Even Australia has seen a cultural mood shift. Lying isn’t just more common; it’s less embarrassing. Why feel ashamed about a porky, when you can instead label it your version of events?
It’s one thing for politicians to spin reality into fairy floss. But when this slippery relationship with the truth trickles into the GP consultation room, things can get…complicated.
Because unlike politics, general practice still has some inconvenient expectations—like evidence, accuracy and, every now and then, reality. Turmeric won’t cure diabetes, nor will UV light fix COVID, no matter how many influencers (or Presidents) say so. Whack that mole.
Truth-bending is all relative, of course. We’re all used to patients who, shall we say, reinterpret the situation, like the social drinker who doesn’t count their nightly six-pack. If someone’s chlamydia apparently jumped out at them from a public toilet seat, who are we to argue? Just treat and move on.
Hell, I recall once claiming to my own GP that I finished an antibiotic course, to the point where I almost believed it myself. I took them just after I flossed, so that’s twice daily, right?
Even TV’s Dr House bases his diagnostic technique on the credo “Everybody lies”, and he gets it right by the end of every episode.
However, although to lie is human, I worry Donald and co. are upsizing it into the age of the superhuman. Telling whoppers is no longer a source of shame, but a kind of personal brand.
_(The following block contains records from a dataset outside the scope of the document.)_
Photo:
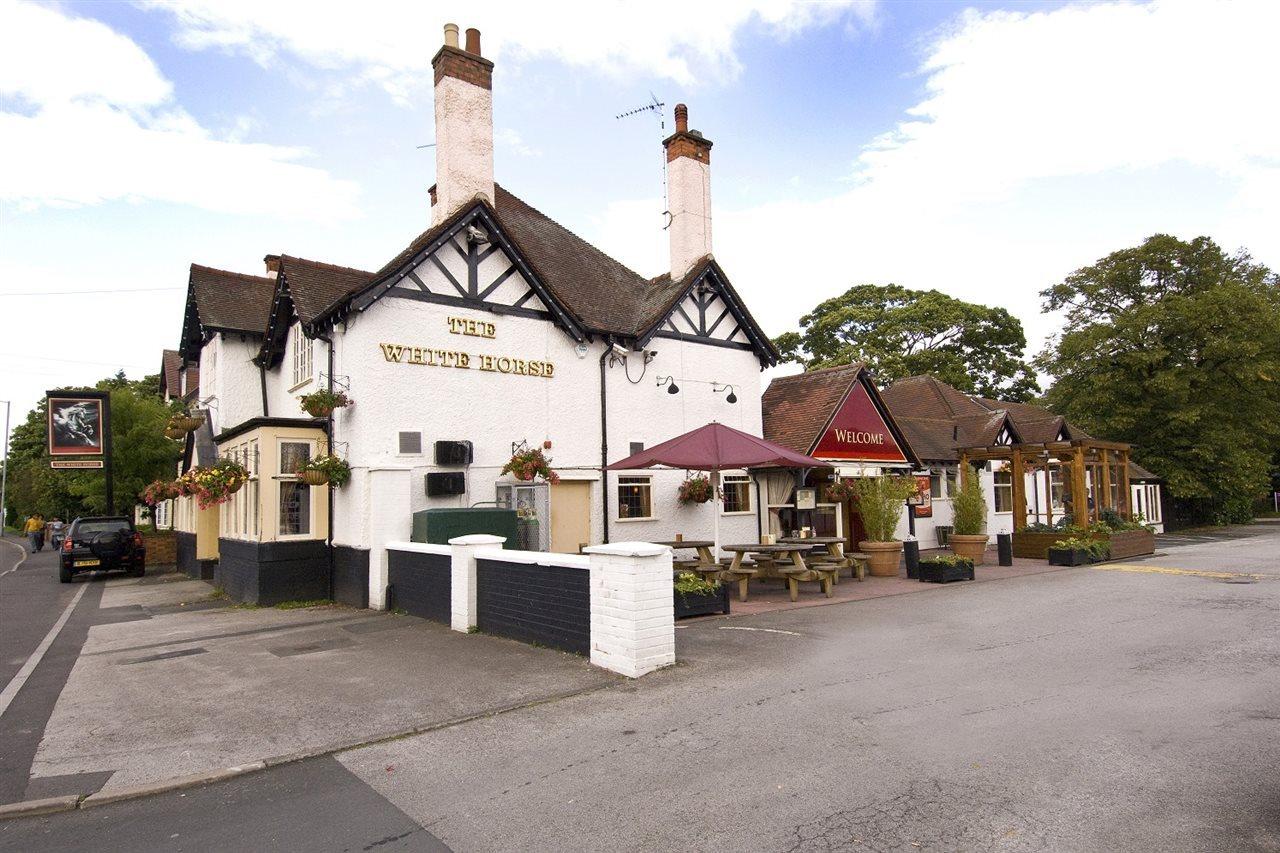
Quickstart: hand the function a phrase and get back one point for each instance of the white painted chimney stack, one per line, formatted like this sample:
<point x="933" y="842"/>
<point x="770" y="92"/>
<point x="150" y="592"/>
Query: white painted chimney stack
<point x="689" y="195"/>
<point x="464" y="124"/>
Patients are increasingly likely to bring false beliefs into consultations: declarations that fly in the face of evidence, delivered with confidence and sometimes links to a fringe naturopath’s blog.
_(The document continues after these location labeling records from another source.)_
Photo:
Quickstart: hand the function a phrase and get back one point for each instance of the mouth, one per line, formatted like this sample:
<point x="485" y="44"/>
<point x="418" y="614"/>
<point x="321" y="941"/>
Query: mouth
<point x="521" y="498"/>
COVID, of course, accelerated the cavalier approach. Suddenly, some of my patients in tracksuit pants became experts on ivermectin and Bill Gates’s plan to sterilise the population via nanoparticles.
But this isn’t just a pandemic hangover—it’s part of a broader erosion of trust in expertise. We’re losing more than facts; we’re losing the shared understanding that facts matter. You can spend years building rapport with a patient, yet your accumulated advice might not survive a podcast.
Not that patients are malicious, so although ‘lying’ describes the upstream information, it is probably too harsh a word by the time it gets to the consultation room. Let’s call it operating in an alternate information ecosystem, where truth is crowdsourced.
In 2025, confabulation looks less like a Korsakoff symptom and more like a leadership style.
What to do?
Finding out the truth isn’t just a philosophical ideal. Facts can be the difference between a diagnosis and a disaster. So, whereas TV doctors rely on one single key phrase uttered just as they’re walking out the door, general practice is more grunt work, sifting through loads of sometimes-conflicting data, not relying entirely on any one statement or investigation result.
Rephrase the question, get the patient back, trial harmless treatments first, approach the truth over time.
Even if society is drifting into a fake-news haze, the GP office can—and should—remain a place where facts still matter. Where saying “I don’t know” is a mark of professionalism, not weakness. And where patients can experience something increasingly rare: someone telling the truth, with no agenda other than their wellbeing.
Strangely, admitting vulnerability can boost credibility. Saying “I’m not sure, but here’s what the best evidence suggests…” is now considered a radical act of intellectual honesty. Take the win.
If a patient makes an outlandish health claim that makes you want to scream BS, try asking instead “Where did you hear that?” Curiosity opens the door; confrontation slams it shut.
Bear in mind that snake oil has always existed, even if these days it has a YouTube channel and Black Friday sale. The wizened hawkers at the village fair have simply made way for gorgeous young things with smooth foreheads.
So choose your battles. If your patient wants to buy a homeopathic rescue remedy for their chakras, maybe let that one go.
My advice in this post-truth world? Tell the truth, every time. Even when it’s uncomfortable. Especially when it’s uncomfortable. In a world drowning in misinformation, medical integrity stands out more than ever.
And if a patient confronts you with a wacky health conspiracy while you’re finishing off their notes? Raise an eyebrow, calmly keep typing, and secretly message reception to add a 10% tariff.